Patrick J. Michaels and Ryan Maue of The Cato Institute write their opinions in The Wall Street Journal. They say the winner is Scenario C. Global surface temperature has not increased significantly since 2000,(emphasis mine) discounting the larger-than-usual El Nino of 2015-16. Assessed by Mr. Hansen’s model, surface temperatures are behaving as if we had capped 18 years ago the carbon-dioxide emission responsible for the enhanced greenhouse effect. But we didn’t. And it isn’t just Mr. Hansen who got it wrong. Models devised by the United Nations Intergovernmental Panel on Climate Change have, on average, predicted about twice as much warming as has been observed since global satellite temperature monitoring began 40 years ago.”

They say Hansen was also wrong about his claims that hurricanes would get stronger and they would cause increasing amounts of damage. He said tornadoes would also get stronger but they say National Oceanic Atmospheric Administration (NOAA) data suggests the opposite.

In a 2007 case on auto emissions, Hansen testified that most of Greenland’s ice would soon melt, raising sea levels 23 feet over the course of 100 years.
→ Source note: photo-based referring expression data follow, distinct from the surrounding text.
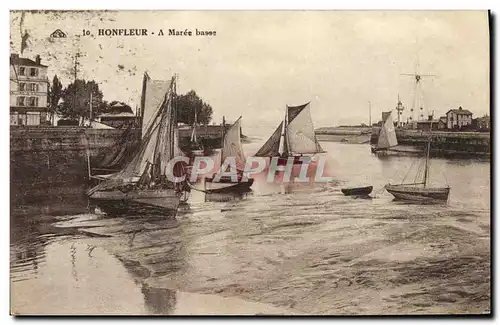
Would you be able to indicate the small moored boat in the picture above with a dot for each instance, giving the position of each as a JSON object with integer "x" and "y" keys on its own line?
{"x": 357, "y": 190}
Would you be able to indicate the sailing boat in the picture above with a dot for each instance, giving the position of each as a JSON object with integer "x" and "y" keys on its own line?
{"x": 231, "y": 147}
{"x": 195, "y": 146}
{"x": 294, "y": 137}
{"x": 387, "y": 135}
{"x": 142, "y": 186}
{"x": 419, "y": 191}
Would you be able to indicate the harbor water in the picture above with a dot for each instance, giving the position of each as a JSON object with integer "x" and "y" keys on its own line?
{"x": 299, "y": 249}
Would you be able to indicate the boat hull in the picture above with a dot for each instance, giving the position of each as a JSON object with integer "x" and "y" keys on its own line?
{"x": 162, "y": 202}
{"x": 227, "y": 186}
{"x": 418, "y": 194}
{"x": 357, "y": 190}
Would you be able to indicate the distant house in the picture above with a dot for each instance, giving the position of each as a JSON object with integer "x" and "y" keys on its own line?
{"x": 458, "y": 118}
{"x": 442, "y": 123}
{"x": 426, "y": 125}
{"x": 483, "y": 123}
{"x": 28, "y": 91}
{"x": 118, "y": 115}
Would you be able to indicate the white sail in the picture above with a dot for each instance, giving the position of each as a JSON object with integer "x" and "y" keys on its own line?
{"x": 301, "y": 138}
{"x": 387, "y": 136}
{"x": 153, "y": 92}
{"x": 232, "y": 145}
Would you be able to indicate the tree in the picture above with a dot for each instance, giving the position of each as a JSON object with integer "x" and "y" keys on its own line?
{"x": 76, "y": 99}
{"x": 55, "y": 94}
{"x": 187, "y": 104}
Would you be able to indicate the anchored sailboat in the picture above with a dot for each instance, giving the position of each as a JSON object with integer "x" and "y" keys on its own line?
{"x": 419, "y": 191}
{"x": 195, "y": 146}
{"x": 143, "y": 187}
{"x": 387, "y": 135}
{"x": 294, "y": 137}
{"x": 231, "y": 147}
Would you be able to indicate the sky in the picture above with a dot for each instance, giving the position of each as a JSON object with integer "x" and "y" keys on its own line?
{"x": 260, "y": 61}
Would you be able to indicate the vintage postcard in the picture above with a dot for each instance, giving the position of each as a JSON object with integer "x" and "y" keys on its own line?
{"x": 250, "y": 163}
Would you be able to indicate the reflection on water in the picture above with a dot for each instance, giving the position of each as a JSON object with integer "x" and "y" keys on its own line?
{"x": 159, "y": 301}
{"x": 301, "y": 247}
{"x": 226, "y": 197}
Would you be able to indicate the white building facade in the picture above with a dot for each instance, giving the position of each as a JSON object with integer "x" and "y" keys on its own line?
{"x": 458, "y": 118}
{"x": 28, "y": 91}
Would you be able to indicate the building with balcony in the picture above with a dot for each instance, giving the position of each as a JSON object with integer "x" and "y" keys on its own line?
{"x": 28, "y": 91}
{"x": 458, "y": 118}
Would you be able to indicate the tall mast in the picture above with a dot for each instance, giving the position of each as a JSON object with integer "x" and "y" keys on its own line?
{"x": 90, "y": 113}
{"x": 281, "y": 147}
{"x": 369, "y": 114}
{"x": 426, "y": 171}
{"x": 222, "y": 141}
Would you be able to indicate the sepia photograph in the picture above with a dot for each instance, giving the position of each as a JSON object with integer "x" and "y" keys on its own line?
{"x": 250, "y": 163}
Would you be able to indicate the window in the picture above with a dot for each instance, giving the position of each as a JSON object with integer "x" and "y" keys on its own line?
{"x": 33, "y": 101}
{"x": 20, "y": 101}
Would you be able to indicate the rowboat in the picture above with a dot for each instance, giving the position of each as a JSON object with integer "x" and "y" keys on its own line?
{"x": 357, "y": 190}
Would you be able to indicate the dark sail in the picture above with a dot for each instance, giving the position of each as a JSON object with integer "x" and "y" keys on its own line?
{"x": 293, "y": 111}
{"x": 271, "y": 147}
{"x": 120, "y": 152}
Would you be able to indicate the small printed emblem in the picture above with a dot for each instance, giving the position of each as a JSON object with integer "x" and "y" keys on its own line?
{"x": 58, "y": 34}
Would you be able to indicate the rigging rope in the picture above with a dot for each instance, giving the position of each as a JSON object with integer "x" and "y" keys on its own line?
{"x": 408, "y": 172}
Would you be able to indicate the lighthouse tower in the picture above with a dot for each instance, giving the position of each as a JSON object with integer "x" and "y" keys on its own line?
{"x": 400, "y": 108}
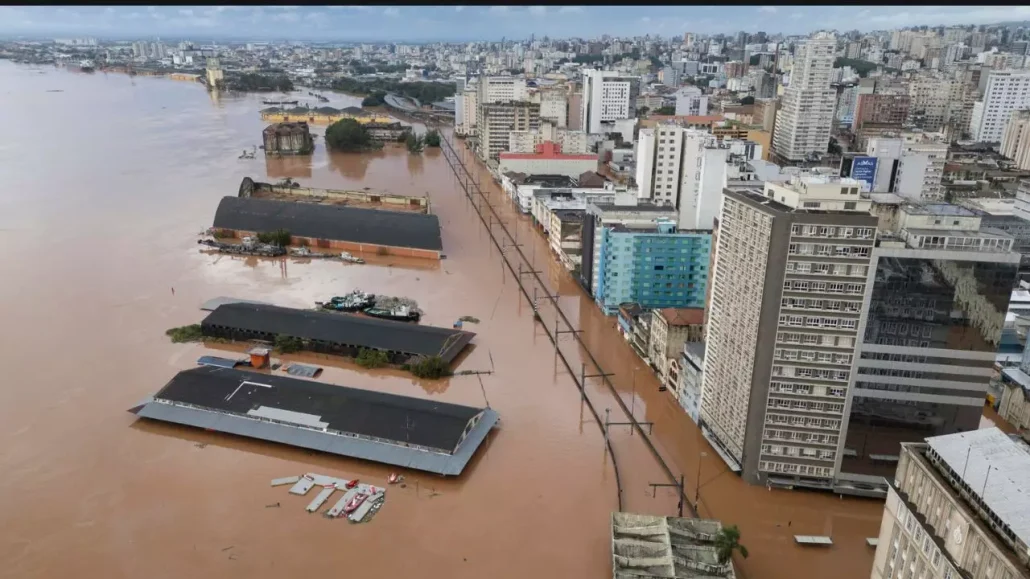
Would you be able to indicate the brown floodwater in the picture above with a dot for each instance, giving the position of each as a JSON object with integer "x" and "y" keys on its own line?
{"x": 104, "y": 190}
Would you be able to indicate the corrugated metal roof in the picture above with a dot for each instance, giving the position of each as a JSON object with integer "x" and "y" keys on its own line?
{"x": 380, "y": 452}
{"x": 340, "y": 329}
{"x": 369, "y": 413}
{"x": 996, "y": 468}
{"x": 339, "y": 223}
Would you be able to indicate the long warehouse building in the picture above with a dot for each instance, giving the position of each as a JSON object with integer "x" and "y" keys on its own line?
{"x": 395, "y": 430}
{"x": 333, "y": 227}
{"x": 335, "y": 333}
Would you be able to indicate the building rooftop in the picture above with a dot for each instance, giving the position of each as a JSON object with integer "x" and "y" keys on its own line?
{"x": 397, "y": 430}
{"x": 652, "y": 547}
{"x": 996, "y": 469}
{"x": 396, "y": 229}
{"x": 938, "y": 209}
{"x": 683, "y": 316}
{"x": 412, "y": 339}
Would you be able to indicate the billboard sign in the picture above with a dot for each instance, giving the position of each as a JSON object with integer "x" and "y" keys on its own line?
{"x": 864, "y": 169}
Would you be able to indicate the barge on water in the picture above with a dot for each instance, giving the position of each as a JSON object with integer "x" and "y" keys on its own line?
{"x": 330, "y": 333}
{"x": 395, "y": 430}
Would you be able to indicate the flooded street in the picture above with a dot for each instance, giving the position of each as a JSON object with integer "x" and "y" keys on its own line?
{"x": 105, "y": 188}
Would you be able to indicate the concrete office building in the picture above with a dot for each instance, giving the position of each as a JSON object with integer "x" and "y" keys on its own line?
{"x": 787, "y": 288}
{"x": 934, "y": 307}
{"x": 1007, "y": 91}
{"x": 804, "y": 121}
{"x": 690, "y": 102}
{"x": 957, "y": 508}
{"x": 607, "y": 97}
{"x": 1016, "y": 141}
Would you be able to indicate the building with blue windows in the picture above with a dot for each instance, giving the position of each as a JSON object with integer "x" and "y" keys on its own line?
{"x": 651, "y": 264}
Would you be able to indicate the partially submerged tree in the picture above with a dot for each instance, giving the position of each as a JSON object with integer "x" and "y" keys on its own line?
{"x": 727, "y": 541}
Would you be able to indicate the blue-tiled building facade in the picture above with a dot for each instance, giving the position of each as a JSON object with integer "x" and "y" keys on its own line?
{"x": 654, "y": 266}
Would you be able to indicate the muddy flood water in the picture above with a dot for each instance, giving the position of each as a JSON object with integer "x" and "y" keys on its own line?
{"x": 103, "y": 190}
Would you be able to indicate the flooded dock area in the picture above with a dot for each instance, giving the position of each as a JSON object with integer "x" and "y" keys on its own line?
{"x": 123, "y": 249}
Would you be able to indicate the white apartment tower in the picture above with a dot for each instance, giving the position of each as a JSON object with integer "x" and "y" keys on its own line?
{"x": 682, "y": 167}
{"x": 787, "y": 292}
{"x": 805, "y": 118}
{"x": 607, "y": 97}
{"x": 1006, "y": 92}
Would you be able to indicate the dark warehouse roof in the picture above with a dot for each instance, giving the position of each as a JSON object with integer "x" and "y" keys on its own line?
{"x": 342, "y": 329}
{"x": 396, "y": 229}
{"x": 399, "y": 418}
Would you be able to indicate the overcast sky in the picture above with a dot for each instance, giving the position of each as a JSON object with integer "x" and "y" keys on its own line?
{"x": 474, "y": 23}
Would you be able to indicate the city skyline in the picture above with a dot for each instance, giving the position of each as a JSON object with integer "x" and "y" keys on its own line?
{"x": 476, "y": 23}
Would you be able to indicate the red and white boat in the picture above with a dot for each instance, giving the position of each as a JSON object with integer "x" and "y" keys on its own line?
{"x": 354, "y": 503}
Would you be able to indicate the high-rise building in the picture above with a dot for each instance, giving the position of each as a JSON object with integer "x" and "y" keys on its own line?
{"x": 690, "y": 102}
{"x": 956, "y": 507}
{"x": 1016, "y": 141}
{"x": 932, "y": 318}
{"x": 1006, "y": 92}
{"x": 607, "y": 97}
{"x": 495, "y": 122}
{"x": 686, "y": 168}
{"x": 787, "y": 288}
{"x": 805, "y": 118}
{"x": 652, "y": 264}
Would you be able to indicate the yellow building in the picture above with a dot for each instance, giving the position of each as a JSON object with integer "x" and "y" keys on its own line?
{"x": 320, "y": 115}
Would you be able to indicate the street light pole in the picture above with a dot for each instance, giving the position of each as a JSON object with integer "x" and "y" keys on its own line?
{"x": 697, "y": 485}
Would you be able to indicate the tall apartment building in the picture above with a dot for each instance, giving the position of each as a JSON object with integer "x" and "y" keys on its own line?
{"x": 671, "y": 161}
{"x": 805, "y": 117}
{"x": 934, "y": 307}
{"x": 921, "y": 167}
{"x": 930, "y": 100}
{"x": 690, "y": 101}
{"x": 1007, "y": 91}
{"x": 502, "y": 90}
{"x": 495, "y": 122}
{"x": 1016, "y": 140}
{"x": 957, "y": 508}
{"x": 607, "y": 97}
{"x": 654, "y": 265}
{"x": 787, "y": 288}
{"x": 554, "y": 106}
{"x": 469, "y": 105}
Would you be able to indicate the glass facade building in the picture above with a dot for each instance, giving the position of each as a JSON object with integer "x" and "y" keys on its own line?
{"x": 932, "y": 326}
{"x": 655, "y": 266}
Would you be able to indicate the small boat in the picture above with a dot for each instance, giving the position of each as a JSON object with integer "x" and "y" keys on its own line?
{"x": 399, "y": 313}
{"x": 350, "y": 259}
{"x": 354, "y": 503}
{"x": 355, "y": 301}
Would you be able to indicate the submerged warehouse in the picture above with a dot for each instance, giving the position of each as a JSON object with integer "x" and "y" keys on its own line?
{"x": 335, "y": 333}
{"x": 395, "y": 430}
{"x": 335, "y": 227}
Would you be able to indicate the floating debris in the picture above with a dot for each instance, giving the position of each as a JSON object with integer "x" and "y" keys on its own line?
{"x": 359, "y": 502}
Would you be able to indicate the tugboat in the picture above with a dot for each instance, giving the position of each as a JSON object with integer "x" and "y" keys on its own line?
{"x": 355, "y": 301}
{"x": 399, "y": 313}
{"x": 345, "y": 257}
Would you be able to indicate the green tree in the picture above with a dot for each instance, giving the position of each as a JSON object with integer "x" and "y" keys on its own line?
{"x": 347, "y": 135}
{"x": 727, "y": 541}
{"x": 414, "y": 143}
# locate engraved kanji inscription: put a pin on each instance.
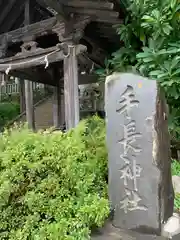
(127, 101)
(130, 171)
(130, 136)
(131, 202)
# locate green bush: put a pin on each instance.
(53, 185)
(8, 111)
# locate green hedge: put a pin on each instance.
(8, 111)
(53, 186)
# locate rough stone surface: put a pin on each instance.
(140, 181)
(108, 232)
(176, 183)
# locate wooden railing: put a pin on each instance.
(10, 89)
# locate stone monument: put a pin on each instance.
(140, 184)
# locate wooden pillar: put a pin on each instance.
(57, 107)
(22, 95)
(29, 104)
(71, 88)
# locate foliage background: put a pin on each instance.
(8, 111)
(53, 186)
(150, 46)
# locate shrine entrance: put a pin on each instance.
(60, 52)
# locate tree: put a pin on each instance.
(151, 47)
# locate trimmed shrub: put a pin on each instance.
(8, 111)
(53, 186)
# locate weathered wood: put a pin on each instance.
(36, 58)
(57, 99)
(30, 117)
(7, 10)
(99, 13)
(89, 4)
(87, 79)
(12, 15)
(36, 29)
(58, 7)
(22, 95)
(42, 28)
(71, 92)
(57, 107)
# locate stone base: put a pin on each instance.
(108, 232)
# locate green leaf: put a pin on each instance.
(167, 29)
(173, 3)
(143, 55)
(155, 73)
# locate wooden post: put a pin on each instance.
(22, 95)
(71, 88)
(30, 117)
(29, 104)
(57, 107)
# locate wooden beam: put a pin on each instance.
(89, 4)
(34, 76)
(71, 91)
(44, 27)
(36, 58)
(87, 79)
(12, 14)
(57, 7)
(36, 29)
(6, 11)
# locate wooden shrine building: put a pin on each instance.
(53, 42)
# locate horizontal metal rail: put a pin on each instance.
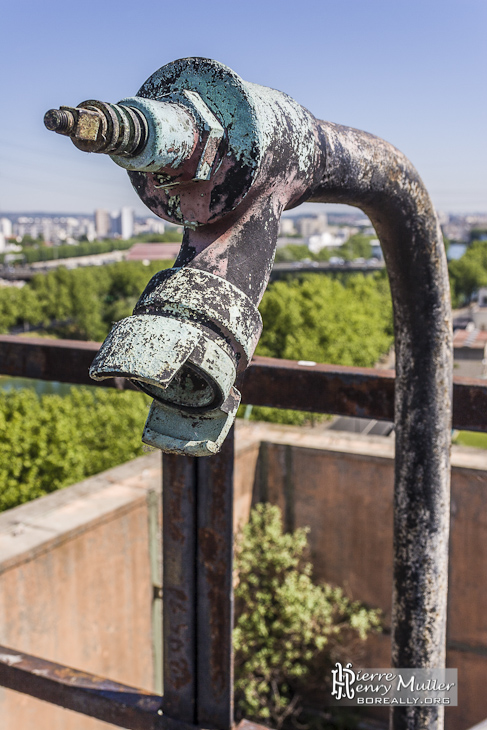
(336, 389)
(90, 694)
Michaels and Maue say, “Subsequent research published in Nature magazine on the history of Greenland’s ice cap demonstrated this to be impossible. Much of Greenland’s surface melts every summer; meaning rapid melting might reasonably be expected to occur in a dramatically warming world. But not in the one we live in. The Nature study found only modest ice loss after 6,000 years of much warmer temperatures than human activity could ever sustain.

On the other hand, Seth Borenstein, writing for The Associated Press, claims an entirely different interpretation of the data. He says, “Thirty years later, it’s clear that Hansen and other doomsayers were right. Earth is noticeably hotter, the weather stormier and more extreme. Polar regions have lost billions of tons of ice; sea levels have been raised by trillion of gallons of water. Far more wildfires rage.”

Borenstein claims the world’s annual temperature has warmed nearly 1 degree and the temperature in the U.S. has gone up even more – nearly 1.6 degrees.

Two totally different points of view from observations of the same data.

What are the backgrounds of these different writers?

Seth Borenstein is a journalism professor for New York University and a science writer for The Associated Press.

Patrick J. Michaels has a PhD in ecological climatology from The University of Wisconsin – Madison. His doctoral thesis was entitled Atmospheric anomalies and crop yields in North America. He is a senior fellow in environmental studies at The Cato Institute.

Ryan Maue has a PhD in meteorology from Florida State University and was awarded a National Research Council postdoctoral associateship at the Naval Research Lab in Monterey, California where he focused on global weather prediction and verification. He is also a research meteorologist and adjunct scholar at the Cato Institute.

Who is correct? Their scientific credentials should help you decide.